How effective are bases made with opposing magnets?

What are good vibration control materials (granite, marble, steel, wood, glass, etc.)?

Are audio components the same as musical instruments, 
and is it desirable to "tune" vibration and resonance?

Are concrete floors really better than wood floors?

What about "Roller Ball" type of devices?

Does mass loading and damping really restrict dynamics?

Q: Do pointed cones really provide good vibration isolation?

A:  For a number of years it has been thought that a pointed cone provides vibration control by "draining" unwanted stored energy out of a component and restricting the movement of vibration up into the bottom of the component due to the small contact area of the point against the shelf surface.  Some people have called a pointed cone a "mechanical diode" allowing energy to transfer in one direction but restricting the energy flow in the opposite direction.  

A closer look at the interface of the bottom of the component with the top of the cone, the point of the cone with the shelf surface and the material from which the cone is made and its shape will reveal the true nature of a cone's capabilities and limitations.  A component placed on a normal shelf is subject to external vibration trying to enter from underneath due to the transfer of energy from the speaker through the floor and up through the equipment rack, plus the shelf itself contains additional resonance due to its vibrating in sympathy with the air-borne vibration from the speaker.   

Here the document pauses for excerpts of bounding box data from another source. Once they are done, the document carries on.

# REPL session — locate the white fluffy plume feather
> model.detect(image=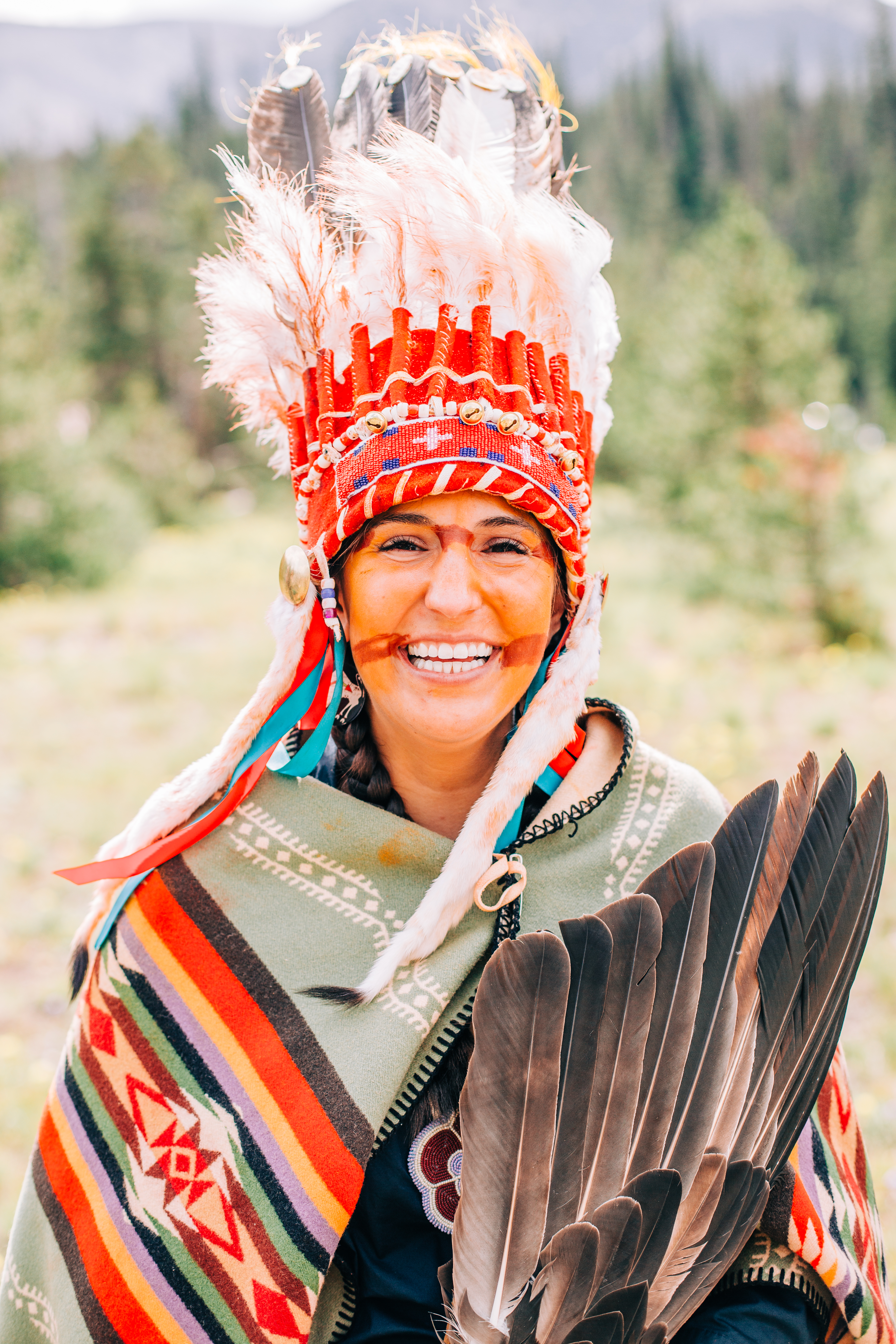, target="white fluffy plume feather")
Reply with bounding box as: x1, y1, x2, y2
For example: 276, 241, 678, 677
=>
357, 578, 602, 1003
73, 585, 317, 968
196, 119, 619, 448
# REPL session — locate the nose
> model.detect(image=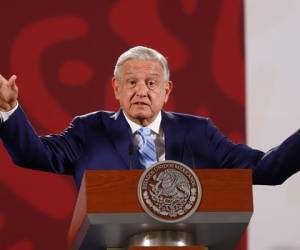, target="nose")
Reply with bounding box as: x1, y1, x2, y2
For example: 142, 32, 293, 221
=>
136, 81, 148, 97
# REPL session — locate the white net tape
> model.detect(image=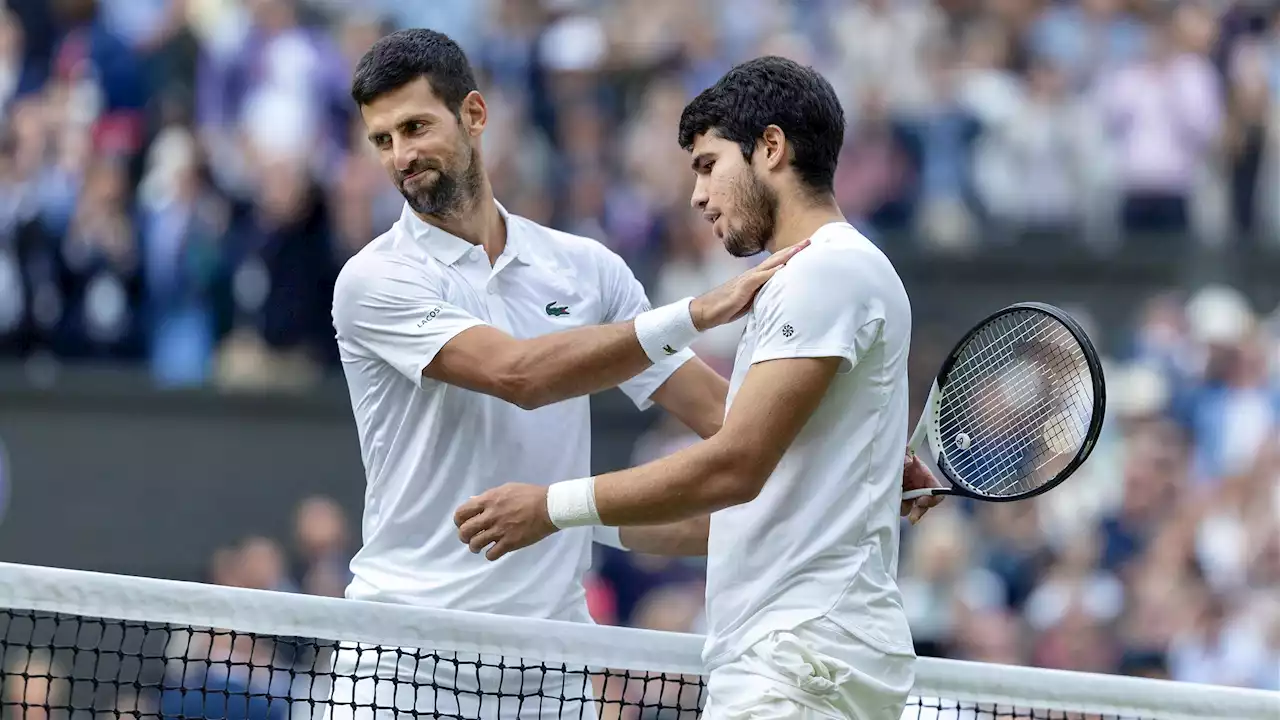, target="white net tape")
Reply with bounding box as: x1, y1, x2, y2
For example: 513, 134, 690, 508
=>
0, 564, 1280, 720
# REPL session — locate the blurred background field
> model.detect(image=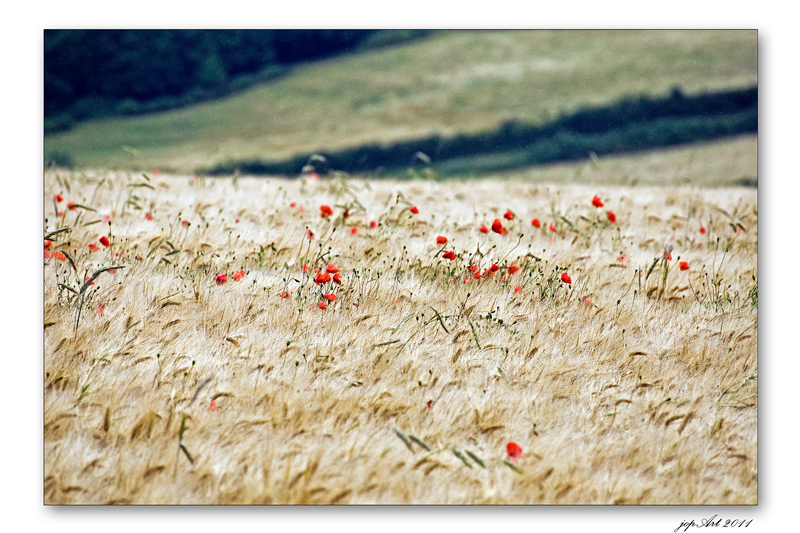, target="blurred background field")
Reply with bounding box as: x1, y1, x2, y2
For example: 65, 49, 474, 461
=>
44, 30, 758, 182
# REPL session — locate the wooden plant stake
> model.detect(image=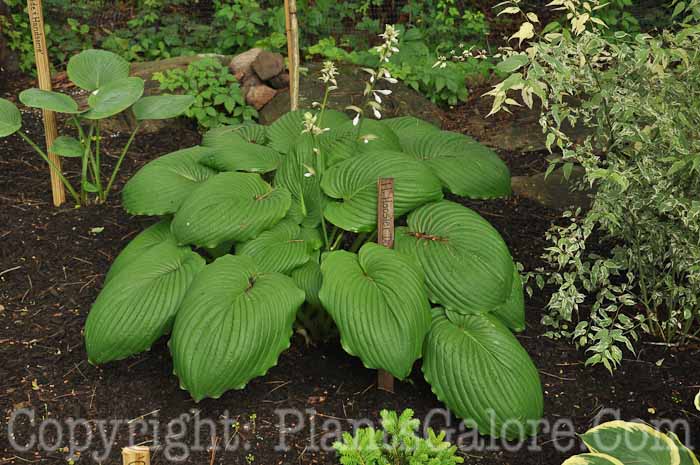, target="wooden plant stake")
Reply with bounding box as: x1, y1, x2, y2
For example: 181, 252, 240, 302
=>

Placing the component on a cone will change the nature of the stored energy present in the component by altering its resonant frequency.  The amount of change will differ from component to component due to the way the bottom plate of the component will be damped by the amount of surface contact with the top of the cone, the pressure of the cone against the bottom plate, the resonant frequency of the cone (which depends on its material construction and shape) and the position of the cone on the bottom of the component.  That is why some cones sound better in some situations than others.  It is really "hit and miss", especially when you consider that a cone is a rigid device.  Being rigid, it is impossible for it to really stop vibration from entering from underneath a component.  In fact, it readily transfers vibration into the bottom of a component,  it just does so differently than the original feet did.  Additionally, raising the component further away from the shelf allows more acoustic energy to reach the bottom plate directly from the speaker.  Using only three cones under a component (a popular practice) which  reduces chassis "chatter" by allowing the three points to more easily define a plane so the component will sit evenly, allows two of the component's corners to dangle unsupported.  This situation is not desirable since the chassis can now be more easily excited by air-borne vibration.  

A cone may sometimes be better than using the original feet on a component but it cannot stop or absorb unwanted vibration or resonance.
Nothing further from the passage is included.